The region suffered heavy devastation during the Second Balkan War. A total of 260 Bulgarian villages in the regions of Drama and Serres were set on fire by the advancing Greek troops, with their inhabitants either slaughtered or expelled to Bulgaria. By the end of 1913, Bulgaria had received approx. 50,000 refugees from Greek Macedonia, the vast majority of them from the most affected regions of Kilkis, Serres and Drama. Emigration continued in 1914 and during and after World War I. Additional 60,000 to 90,000 Bulgarians from Greek Macedonia (out of 90,000 to 120,000 people, 32,000 of which were from Western Thrace) emigrated to Bulgaria at the beginning of the 1920s according to the Mollov-Kafandaris Agreement.

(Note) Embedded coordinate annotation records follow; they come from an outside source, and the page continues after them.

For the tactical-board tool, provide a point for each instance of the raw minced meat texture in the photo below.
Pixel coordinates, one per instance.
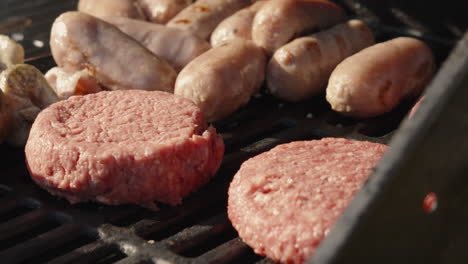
(283, 202)
(122, 147)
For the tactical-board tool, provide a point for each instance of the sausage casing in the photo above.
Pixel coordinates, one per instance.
(224, 78)
(280, 21)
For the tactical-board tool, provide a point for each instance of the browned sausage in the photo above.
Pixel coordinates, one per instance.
(301, 68)
(11, 52)
(280, 21)
(80, 41)
(374, 80)
(202, 17)
(224, 78)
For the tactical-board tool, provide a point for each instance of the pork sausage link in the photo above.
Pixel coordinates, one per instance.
(301, 68)
(161, 11)
(106, 8)
(374, 80)
(280, 21)
(117, 61)
(224, 78)
(178, 47)
(203, 16)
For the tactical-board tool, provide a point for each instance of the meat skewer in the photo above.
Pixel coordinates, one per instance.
(202, 17)
(11, 52)
(224, 78)
(178, 47)
(301, 68)
(239, 25)
(387, 73)
(117, 61)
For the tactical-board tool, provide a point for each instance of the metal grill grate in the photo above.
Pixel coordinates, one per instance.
(36, 227)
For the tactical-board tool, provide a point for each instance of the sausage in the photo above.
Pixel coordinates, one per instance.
(280, 21)
(238, 25)
(5, 116)
(203, 16)
(224, 78)
(11, 52)
(376, 79)
(178, 47)
(106, 8)
(301, 68)
(66, 84)
(117, 61)
(26, 94)
(161, 11)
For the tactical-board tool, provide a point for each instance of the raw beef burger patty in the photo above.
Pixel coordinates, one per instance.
(283, 202)
(123, 147)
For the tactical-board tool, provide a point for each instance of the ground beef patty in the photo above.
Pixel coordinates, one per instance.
(284, 201)
(123, 147)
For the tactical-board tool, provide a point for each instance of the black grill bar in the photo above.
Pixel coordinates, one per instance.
(36, 227)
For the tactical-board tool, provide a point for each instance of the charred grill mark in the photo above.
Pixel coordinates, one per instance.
(183, 21)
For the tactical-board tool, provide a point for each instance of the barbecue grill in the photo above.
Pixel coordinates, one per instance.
(385, 222)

Thus, refugees from Greek Macedonia comprised at least 110,000 to 140,000 of the 250,000 officially registered Bulgarian refugees between 1912 and 1916, or slightly more than a third to slightly less than half of the pre-war Christian Bulgarian (referred to as ethnic Macedonian in the Republic of Macedonia) population of Greek Macedonia identified at approx. 320,000 by Kanchov. Considering that the number of refugees from Eastern Thrace and Western Thrace was approx. 50,000 and slightly more than 30,000, respectively, and that there were no mass expulsions from Serbian Macedonia and Southern Dobruja, the number of refugees from Greek Macedonia was probably higher. Furthermore, the data from the Bulgarian refugee agency includes only officially registered refugees and omits people who did not register as such.

According to Hugh Poulton, the patterns of migration to Bulgaria differed across the different parts of Greek Macedonia. The majority of the Slavs roughly East of the Vardar (including the region where the Serres-Nevrokop dialect was spoken) either fled or, later, immigrated to Bulgaria, whereas the majority of the Slavs West of Vardar remained in Greece and only a minority resettled to Bulgaria. The large-scale migration is corroborated by the data collected during the Bulgarian occupation of northeastern Greece during World War II.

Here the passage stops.